"What is that on your wristband, Leopold?" she asked. "Have you hurt
yourself?"
The youth cast an indescribable look on his hand, but it was not
that which turned Helen so deadly sick: with her question had come
to her the ghastly suspicion that the blood she saw was not his, and
she felt guilty of an unpardonable, wicked wrong against him. But
she would never, never believe it! A sister suspect her only brother
of such a crime! Yet her arms dropped and let him go. She stepped
back a pace, and of themselves, as it were, her eyes went wandering
and questioning all over him, and saw that his clothes were torn and
soiled--stained--who could tell with what?

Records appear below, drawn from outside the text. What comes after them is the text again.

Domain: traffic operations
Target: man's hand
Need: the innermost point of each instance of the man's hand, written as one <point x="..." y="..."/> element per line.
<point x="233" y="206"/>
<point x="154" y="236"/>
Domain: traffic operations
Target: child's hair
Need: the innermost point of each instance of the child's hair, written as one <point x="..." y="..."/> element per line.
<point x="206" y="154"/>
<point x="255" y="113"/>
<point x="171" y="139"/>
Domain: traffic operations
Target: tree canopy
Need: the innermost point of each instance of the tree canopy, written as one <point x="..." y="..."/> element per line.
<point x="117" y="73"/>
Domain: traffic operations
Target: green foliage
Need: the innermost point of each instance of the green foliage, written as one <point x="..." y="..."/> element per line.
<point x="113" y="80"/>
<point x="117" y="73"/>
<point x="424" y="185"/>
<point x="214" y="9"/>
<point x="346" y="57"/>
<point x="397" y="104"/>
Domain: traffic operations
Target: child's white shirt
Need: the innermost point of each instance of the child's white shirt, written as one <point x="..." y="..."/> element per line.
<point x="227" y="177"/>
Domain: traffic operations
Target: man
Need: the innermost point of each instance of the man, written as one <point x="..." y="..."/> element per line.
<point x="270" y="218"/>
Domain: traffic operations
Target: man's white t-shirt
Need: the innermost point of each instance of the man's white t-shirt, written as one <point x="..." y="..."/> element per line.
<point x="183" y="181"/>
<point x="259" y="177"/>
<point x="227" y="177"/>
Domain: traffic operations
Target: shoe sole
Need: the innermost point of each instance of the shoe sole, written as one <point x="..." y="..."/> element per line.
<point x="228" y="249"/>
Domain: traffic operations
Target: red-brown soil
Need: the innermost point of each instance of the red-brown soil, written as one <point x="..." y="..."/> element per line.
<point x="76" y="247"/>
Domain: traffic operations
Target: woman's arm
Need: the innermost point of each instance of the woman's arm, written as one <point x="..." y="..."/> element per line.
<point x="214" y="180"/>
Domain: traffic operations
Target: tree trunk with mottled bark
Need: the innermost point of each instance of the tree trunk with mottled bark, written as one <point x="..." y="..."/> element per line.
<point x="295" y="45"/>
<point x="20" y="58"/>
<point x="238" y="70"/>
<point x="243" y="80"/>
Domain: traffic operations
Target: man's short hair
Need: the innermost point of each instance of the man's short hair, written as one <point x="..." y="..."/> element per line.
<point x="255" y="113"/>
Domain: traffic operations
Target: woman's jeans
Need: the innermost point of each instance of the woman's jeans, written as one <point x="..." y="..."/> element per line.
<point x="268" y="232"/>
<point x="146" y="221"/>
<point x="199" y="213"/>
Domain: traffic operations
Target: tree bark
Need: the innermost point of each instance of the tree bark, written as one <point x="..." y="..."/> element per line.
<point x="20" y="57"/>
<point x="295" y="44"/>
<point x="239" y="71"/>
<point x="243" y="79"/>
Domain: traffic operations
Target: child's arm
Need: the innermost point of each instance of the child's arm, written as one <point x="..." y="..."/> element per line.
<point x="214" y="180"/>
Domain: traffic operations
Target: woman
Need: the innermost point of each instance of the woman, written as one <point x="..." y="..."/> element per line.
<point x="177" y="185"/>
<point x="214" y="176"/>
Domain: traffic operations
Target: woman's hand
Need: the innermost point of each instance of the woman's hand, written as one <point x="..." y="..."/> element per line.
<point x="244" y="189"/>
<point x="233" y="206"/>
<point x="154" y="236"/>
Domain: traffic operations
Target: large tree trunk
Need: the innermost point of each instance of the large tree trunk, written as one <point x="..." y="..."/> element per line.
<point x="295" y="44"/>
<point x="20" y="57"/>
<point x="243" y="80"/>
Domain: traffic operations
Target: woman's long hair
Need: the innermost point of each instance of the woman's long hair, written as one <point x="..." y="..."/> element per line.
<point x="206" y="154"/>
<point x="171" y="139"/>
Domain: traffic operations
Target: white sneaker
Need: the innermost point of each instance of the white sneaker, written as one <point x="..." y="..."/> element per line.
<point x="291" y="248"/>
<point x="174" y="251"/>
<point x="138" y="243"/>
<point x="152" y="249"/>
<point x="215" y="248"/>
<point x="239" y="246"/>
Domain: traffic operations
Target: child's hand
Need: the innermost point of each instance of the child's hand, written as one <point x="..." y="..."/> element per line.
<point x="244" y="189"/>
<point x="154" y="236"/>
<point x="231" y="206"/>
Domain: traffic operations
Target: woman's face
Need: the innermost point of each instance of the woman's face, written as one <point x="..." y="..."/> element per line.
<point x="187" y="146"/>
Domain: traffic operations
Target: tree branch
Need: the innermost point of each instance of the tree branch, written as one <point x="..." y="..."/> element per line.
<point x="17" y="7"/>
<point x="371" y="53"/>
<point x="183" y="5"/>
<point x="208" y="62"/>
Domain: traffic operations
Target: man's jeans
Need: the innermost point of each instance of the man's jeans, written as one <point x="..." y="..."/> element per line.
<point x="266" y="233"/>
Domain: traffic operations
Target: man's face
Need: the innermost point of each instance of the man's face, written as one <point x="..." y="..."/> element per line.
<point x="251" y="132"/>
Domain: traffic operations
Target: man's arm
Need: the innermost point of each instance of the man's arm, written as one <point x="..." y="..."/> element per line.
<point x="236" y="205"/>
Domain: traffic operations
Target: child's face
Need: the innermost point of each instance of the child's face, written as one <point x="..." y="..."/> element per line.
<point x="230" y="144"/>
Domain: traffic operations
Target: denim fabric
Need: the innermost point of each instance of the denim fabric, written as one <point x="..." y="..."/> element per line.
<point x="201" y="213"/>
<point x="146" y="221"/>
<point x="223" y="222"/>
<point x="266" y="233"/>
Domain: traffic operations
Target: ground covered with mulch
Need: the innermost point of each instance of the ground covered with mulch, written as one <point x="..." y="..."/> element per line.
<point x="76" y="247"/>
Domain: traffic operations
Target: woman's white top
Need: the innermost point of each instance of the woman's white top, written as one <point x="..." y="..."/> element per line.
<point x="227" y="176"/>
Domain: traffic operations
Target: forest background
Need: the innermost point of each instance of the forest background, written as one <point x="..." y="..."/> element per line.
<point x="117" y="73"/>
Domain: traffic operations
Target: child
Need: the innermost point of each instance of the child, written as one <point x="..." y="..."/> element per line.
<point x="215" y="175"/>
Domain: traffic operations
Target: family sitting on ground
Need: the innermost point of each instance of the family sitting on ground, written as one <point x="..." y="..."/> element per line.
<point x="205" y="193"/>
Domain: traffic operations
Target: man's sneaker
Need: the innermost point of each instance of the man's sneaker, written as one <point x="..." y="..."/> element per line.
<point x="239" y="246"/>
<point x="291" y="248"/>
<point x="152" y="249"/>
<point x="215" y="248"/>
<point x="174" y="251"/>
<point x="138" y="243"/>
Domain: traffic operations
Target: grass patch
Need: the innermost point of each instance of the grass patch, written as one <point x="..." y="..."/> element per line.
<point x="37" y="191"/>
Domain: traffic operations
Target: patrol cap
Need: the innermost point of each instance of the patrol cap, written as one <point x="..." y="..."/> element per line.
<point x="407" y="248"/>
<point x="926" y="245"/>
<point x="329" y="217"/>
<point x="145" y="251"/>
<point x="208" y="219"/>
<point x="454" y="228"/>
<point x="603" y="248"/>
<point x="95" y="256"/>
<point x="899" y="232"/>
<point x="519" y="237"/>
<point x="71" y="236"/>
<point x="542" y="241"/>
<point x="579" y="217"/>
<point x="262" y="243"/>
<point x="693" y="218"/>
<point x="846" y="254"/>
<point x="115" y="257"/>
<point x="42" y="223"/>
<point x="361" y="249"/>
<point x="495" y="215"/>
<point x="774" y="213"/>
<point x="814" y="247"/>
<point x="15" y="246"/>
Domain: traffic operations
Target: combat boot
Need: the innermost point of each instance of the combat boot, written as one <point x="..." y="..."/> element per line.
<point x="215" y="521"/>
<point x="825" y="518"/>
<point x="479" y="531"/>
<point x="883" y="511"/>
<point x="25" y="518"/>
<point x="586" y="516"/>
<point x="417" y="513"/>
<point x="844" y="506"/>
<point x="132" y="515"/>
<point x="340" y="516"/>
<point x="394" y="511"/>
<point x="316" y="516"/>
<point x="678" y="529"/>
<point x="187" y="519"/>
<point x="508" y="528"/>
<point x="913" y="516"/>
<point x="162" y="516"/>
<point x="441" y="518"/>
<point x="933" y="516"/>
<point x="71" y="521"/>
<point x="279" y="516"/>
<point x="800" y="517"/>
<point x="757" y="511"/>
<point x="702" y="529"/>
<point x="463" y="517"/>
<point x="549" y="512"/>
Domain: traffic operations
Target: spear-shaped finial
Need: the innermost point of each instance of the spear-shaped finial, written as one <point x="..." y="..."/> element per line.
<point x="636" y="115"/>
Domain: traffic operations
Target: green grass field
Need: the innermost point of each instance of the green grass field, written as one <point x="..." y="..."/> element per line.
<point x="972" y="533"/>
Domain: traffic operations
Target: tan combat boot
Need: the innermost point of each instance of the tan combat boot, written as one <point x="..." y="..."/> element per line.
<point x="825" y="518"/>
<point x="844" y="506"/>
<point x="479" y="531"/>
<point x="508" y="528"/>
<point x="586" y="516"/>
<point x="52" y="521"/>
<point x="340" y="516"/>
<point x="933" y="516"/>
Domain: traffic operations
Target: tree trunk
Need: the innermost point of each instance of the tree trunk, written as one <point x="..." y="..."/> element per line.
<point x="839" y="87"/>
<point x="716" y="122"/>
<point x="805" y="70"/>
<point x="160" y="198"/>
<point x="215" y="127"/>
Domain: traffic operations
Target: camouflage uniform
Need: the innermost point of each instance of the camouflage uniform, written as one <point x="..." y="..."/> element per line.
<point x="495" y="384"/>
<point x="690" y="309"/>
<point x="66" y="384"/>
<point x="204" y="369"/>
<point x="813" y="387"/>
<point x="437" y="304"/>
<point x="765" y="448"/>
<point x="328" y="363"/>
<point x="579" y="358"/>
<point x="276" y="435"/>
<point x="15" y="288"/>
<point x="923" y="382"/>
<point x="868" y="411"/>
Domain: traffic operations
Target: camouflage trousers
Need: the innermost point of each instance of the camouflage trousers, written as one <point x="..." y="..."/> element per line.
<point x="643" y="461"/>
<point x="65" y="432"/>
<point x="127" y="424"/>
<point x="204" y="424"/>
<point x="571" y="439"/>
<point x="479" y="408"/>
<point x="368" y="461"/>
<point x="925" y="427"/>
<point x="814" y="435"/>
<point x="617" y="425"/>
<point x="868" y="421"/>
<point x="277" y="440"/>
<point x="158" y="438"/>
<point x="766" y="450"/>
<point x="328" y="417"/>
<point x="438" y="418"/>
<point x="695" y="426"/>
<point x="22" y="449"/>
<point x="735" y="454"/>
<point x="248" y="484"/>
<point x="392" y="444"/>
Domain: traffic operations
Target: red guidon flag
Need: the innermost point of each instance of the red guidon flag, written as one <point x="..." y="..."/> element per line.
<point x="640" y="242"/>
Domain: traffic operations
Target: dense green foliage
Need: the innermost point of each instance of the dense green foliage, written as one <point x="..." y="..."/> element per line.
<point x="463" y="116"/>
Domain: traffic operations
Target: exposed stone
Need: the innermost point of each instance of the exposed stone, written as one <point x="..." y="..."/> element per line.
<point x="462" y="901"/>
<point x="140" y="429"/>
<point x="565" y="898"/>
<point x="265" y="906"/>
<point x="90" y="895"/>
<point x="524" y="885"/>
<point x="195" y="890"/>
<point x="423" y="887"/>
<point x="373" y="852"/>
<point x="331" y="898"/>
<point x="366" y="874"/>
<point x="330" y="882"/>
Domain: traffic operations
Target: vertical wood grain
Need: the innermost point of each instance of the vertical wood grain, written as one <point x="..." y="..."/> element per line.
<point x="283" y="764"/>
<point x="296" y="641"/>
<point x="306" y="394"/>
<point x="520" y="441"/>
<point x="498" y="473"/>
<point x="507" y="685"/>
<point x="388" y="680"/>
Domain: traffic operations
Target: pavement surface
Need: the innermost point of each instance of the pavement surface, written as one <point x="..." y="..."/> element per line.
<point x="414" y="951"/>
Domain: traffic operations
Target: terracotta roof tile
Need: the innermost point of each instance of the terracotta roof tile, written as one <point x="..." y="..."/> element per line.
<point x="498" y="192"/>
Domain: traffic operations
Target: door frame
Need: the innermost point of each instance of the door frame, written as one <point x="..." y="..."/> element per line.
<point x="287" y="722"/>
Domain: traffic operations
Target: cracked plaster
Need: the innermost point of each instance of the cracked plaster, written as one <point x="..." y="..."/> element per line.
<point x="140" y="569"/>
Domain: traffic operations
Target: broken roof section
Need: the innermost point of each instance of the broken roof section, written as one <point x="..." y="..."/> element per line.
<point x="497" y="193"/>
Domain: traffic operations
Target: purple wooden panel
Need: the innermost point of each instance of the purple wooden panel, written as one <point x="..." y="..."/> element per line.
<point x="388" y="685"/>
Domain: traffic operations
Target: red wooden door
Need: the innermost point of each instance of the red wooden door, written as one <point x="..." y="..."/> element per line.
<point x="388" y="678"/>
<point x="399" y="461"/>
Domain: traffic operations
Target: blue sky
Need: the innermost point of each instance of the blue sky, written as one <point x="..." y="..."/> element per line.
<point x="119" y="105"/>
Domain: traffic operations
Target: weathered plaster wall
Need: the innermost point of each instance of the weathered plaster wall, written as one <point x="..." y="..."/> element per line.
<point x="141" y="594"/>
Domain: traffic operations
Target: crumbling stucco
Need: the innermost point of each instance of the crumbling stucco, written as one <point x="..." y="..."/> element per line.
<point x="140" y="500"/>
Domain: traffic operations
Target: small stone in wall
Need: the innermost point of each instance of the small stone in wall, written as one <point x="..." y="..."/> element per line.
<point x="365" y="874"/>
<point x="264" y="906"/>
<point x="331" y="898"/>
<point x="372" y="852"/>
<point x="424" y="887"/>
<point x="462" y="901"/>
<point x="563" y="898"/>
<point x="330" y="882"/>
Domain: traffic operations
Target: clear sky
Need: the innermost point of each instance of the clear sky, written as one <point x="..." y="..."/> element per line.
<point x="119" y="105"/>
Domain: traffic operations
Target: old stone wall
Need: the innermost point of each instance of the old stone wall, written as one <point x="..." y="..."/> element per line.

He stood for a moment still and submissive to their search, with
face downcast. Then, suddenly flashing his eyes on her, he said, in
a voice that seemed to force its way through earth that choked it
back,
"Helen, I am a murderer, and they are after me. They will be here
before daylight."
He dropped on his knees, and clasped hers.
"O sister! sister! save me, save me!" he cried in a voice of agony.
Helen stood without response, for to stand took all her strength.
How long she fought that horrible sickness, knowing that, if she
moved an inch, turned from it a moment, yielded a hair's-breadth, it
would throw her senseless on the floor, and the noise of her fall
would rouse the house, she never could even conjecture.